The CTSC infrastructure has both directly and indirectly facilitated the recent success of the Research Training Programs across the city of Cleveland including the longstanding NIDDK Nephrology T32, which is now sunsetting by organizing the complex research ecosystem into a structure of common support systems that have promoted the faculty interactions that are characterized our KUH TL1 Program Trainer Pool. Over the last decade, the CTSC has promoted seamless sharing of institution-specific resources across partners, generated enthusiasm for multi-institutional and multi-disciplinary research by encouraging team science, and utilized technology to support the cutting-edge research programs in Cleveland. The CTSC is a member of the NCATS Trial Innovation Network, which provide study investigators with a broad range of services to optimize clinical trials and studies. Among its many core services, the Cleveland CTSC has several resources particularly useful for our KUH-TN faculty and trainees discussed in detail below in section F.1. In addition the CTSC hosts TL1 and KL2 training programs (see details below in E.1.a and E.1.b.), which are focused on the identification and development of young trainees with an emphasis on translational research. These programs are natural partners for the KUH-TL1 training program and constitute the basis for a community of young trainees across the Cleveland Metropolitan area.
Case Western Reserve University School of Engineering
The Case Western Reserve University School of Engineering (CWRU SOE) includes the department of Mechanical and Aerospace engineering and the department of biomedical engineering. Both of these departments have top-ranked research programs innovating new approaches to core-health issues and debilitating disease. The department Biomedical Engineering spans both the Case School of Engineering and the School of Medicine, and leverages partnerships with other leading medical research organizations, including Cleveland Clinic, University Hospitals and Louis Stokes Cleveland VA Medical Center and major academic centers across the globe. Its faculty are national research thought leaders in biomedical imaging and analytics, biomaterials, neural engineering, metabolic systems, and biosensors. These techniques are applied to many clinical challenges, including cancer. The BME faculty and students are entrepreneurial, as illustrated by the Case-Coulter Translational Research Partnership and several educational programs focused on translational research and commercialization. CWRU SOE is the home of many NIH, and foundation supported research centers, including the Center for Computational Imaging and Personalized Diagnostics (CCIPD) led by Dr. Anant Madabhushi, a KUH-TL1 trainer. The CCIPD is involved in the development and application of novel quantitative image analysis, computer vision, signal processing, segmentation, multi-modal co- registration tools, pattern recognition, and machine learning tools for disease diagnosis, prognosis, and theragnosis. Recently Drs.
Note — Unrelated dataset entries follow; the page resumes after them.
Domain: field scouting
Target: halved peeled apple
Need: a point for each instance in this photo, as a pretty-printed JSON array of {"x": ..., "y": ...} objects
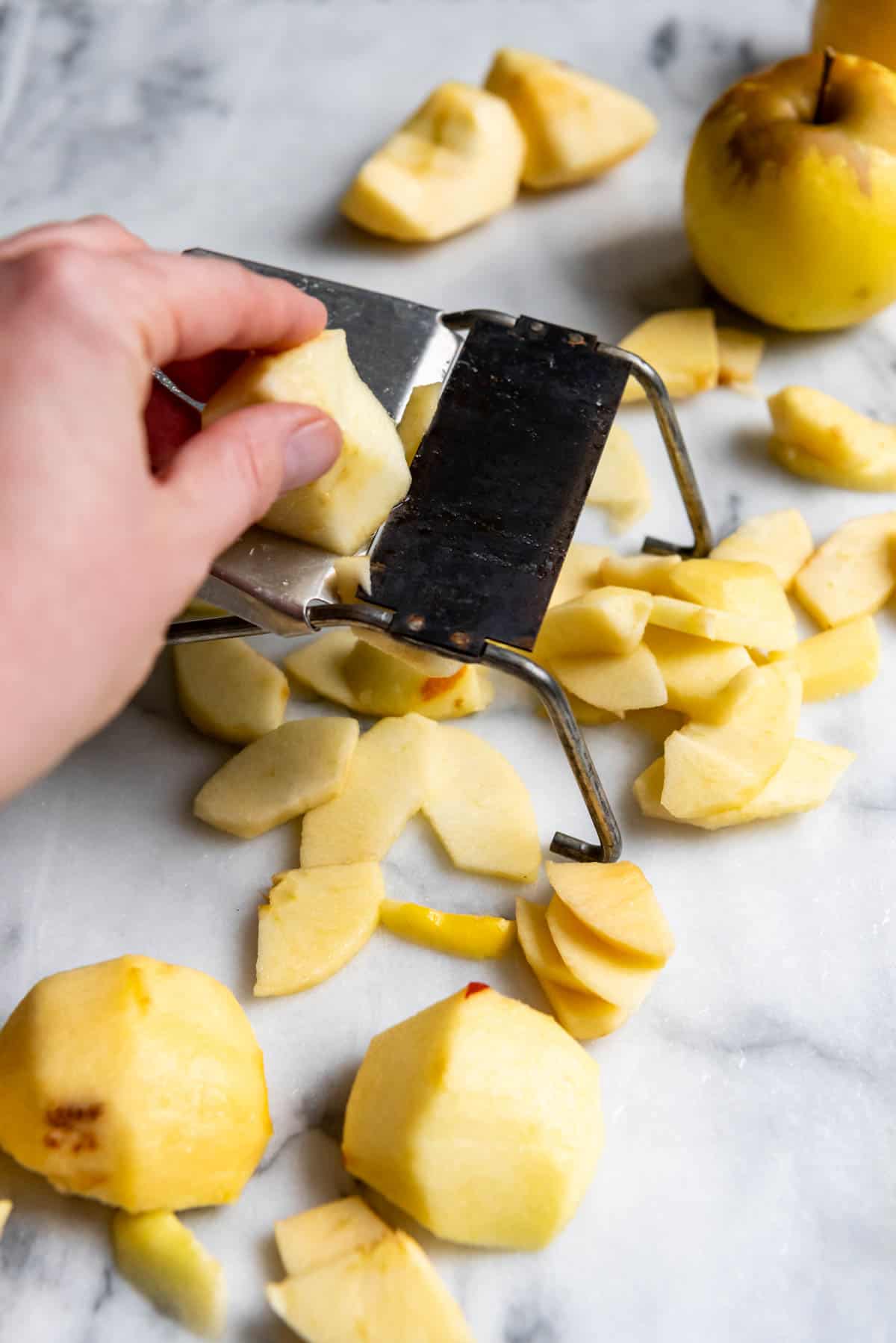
[
  {"x": 818, "y": 437},
  {"x": 282, "y": 775},
  {"x": 453, "y": 164},
  {"x": 852, "y": 574},
  {"x": 370, "y": 680},
  {"x": 575, "y": 126},
  {"x": 316, "y": 920},
  {"x": 348, "y": 503},
  {"x": 163, "y": 1259},
  {"x": 719, "y": 766},
  {"x": 805, "y": 781},
  {"x": 228, "y": 691},
  {"x": 682, "y": 345}
]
Madabhushi and Sedor have worked collaboratively to apply these methodologies to renal histopathology in projects that have provided successful training vehicles for recent appointees to the sunsetting NIDDK Kidney T32. The group is also exploring the utility of these methods in studying correlations of disease markers across multiple length scales, modalities, and functionalities - from gene and protein expression to spectroscopy to digital pathology and to multi-parametric MRI and CT.